What are the common Web server architectures?

Source: Internet
Author: User
Tags rabbitmq

Recently took the time to tidy up a performance test parameter guidance table, popular point is that those in the Linux Vmstat,top,iostat command often see the parameters of how to see, we often need them in the test work. Personal understanding of the performance testing work is: From the foundation to start, learning new architecture (Big data, queue, cache technology, cluster, etc.), only with these foundation you can be handy for performance testing, holding a tool to do this thing? Then I can only say that you are in a wrong direction.

First throw this picture to everyone, and then share this issue of the selection, this issue of the selection is about the site server architecture.

Comparative analysis of common performance indexes

Problem
What are the common Web server architectures?

Respondents ' picks

Fang, it's an ideal country.

Simple

The following architectures are performed with the assumption that the Linux kernel has been optimized

Beginner: (Stand-alone mode)

Hypothetical configuration: (Dual core 2.0GHZ,4GB RAM,SSD)

Basic framework: Apache (PHP) + Mysql/iis + MSSQL
(most basic framework for handling general access requests)

Step 1: Replace Apache with Nginx, and add the cache layer "database speed is the biggest bottleneck"
Nginx (PHP) + Memcache + Mysql
(You have the ability to handle small traffic at this time)

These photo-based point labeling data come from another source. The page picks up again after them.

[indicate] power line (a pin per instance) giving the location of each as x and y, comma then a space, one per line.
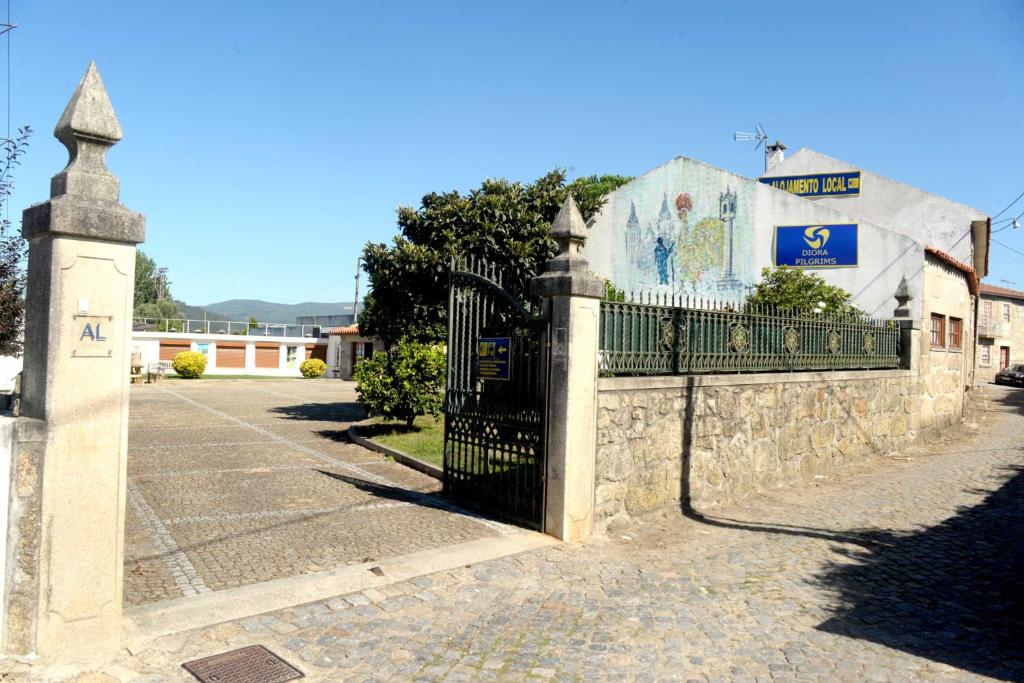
1009, 247
1009, 220
1009, 205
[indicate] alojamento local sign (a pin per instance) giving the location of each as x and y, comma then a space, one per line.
818, 184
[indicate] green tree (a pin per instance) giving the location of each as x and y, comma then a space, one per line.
612, 293
145, 280
404, 381
795, 289
153, 297
12, 251
596, 186
505, 222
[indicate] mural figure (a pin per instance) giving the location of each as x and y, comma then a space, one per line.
697, 242
727, 214
662, 253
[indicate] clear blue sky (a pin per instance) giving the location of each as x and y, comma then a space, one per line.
267, 141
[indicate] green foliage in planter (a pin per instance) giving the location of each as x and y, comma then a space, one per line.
406, 381
189, 365
312, 368
784, 288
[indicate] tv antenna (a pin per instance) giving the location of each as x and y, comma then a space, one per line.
759, 134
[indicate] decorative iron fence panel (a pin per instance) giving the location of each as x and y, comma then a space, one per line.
707, 337
495, 436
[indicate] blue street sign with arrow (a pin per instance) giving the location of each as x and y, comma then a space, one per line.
494, 357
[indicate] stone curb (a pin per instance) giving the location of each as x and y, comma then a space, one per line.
398, 456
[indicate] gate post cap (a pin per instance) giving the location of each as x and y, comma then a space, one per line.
89, 114
88, 127
84, 195
568, 272
568, 226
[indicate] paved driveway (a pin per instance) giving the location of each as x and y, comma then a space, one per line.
238, 481
908, 569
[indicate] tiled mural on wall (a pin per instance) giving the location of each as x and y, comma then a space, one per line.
683, 228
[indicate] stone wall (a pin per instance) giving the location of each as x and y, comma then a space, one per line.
723, 437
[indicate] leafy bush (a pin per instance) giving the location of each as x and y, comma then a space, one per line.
404, 382
792, 288
189, 365
312, 368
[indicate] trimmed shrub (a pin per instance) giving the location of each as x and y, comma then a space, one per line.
312, 368
189, 365
404, 382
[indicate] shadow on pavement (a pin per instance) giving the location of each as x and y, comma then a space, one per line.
343, 412
951, 593
436, 501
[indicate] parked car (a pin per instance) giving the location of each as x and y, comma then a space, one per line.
1013, 375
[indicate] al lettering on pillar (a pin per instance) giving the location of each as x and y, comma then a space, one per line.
90, 334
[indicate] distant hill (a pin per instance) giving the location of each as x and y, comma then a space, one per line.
264, 311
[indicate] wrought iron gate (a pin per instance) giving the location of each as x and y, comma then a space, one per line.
496, 396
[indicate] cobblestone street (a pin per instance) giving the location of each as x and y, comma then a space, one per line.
906, 569
239, 481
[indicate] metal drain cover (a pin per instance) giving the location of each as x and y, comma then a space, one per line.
249, 665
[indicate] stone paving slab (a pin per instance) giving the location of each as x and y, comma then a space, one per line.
235, 482
907, 568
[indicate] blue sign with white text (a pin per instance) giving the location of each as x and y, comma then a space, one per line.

Advanced 2: With the increase in traffic, the first problem comes: CGI cannot match the high IO performance of nginx, this time can write extension to replace the script program to improve performance, C extension is a good way, but people prefer to complete the task in a simple scripting language, Taobao team Open Source A Nginx_lua module, you can use LUA to write Nginx extension, this time can handle the concurrency has surpassed the advanced 11 grade.
Nginx (Nginx_lua or C) + Memcache + Mysql
(At this time processing a simultaneous online three thousand or four thousand people no problem)

Advanced 3: With the increase of users, MySQL writing speed has become another big bottleneck, read memcache do cache, but the write is directly facing MySQL, performance is greatly hindered, at this time, to add a layer of write cache between Nginx and MySQL, the queue system on the appearance, Take RABBITMQ as an example, all write operations are thrown into the rabbit's stomach, and then the back of the buttocks to write a pick-up program, a strip of pull out and then write to MySQL. While the RABBITMQ write efficiency is the N-fold of MySQL, this time the structure of the processing power of a class.
|--write-->rabbitmq--–
Nginx (LUA or c)-–| ——— >mysql
|--read-->memcache--–

(At this time the concurrent throughput capacity can be handled by the million people online)

Intermediate article: (Divide and conquer)

At this point we are in the single-machine optimization has reached the limit, the next cluster to show the role.

Database: The database is always the weakest throughput in the whole process, the most common method is sharding.
Sharding can be divided in a variety of ways, no stereotypes, see the situation. Can be divided by User ID section, according to read and write points, and so on, available reference software: MySQL proxy (works like LVS)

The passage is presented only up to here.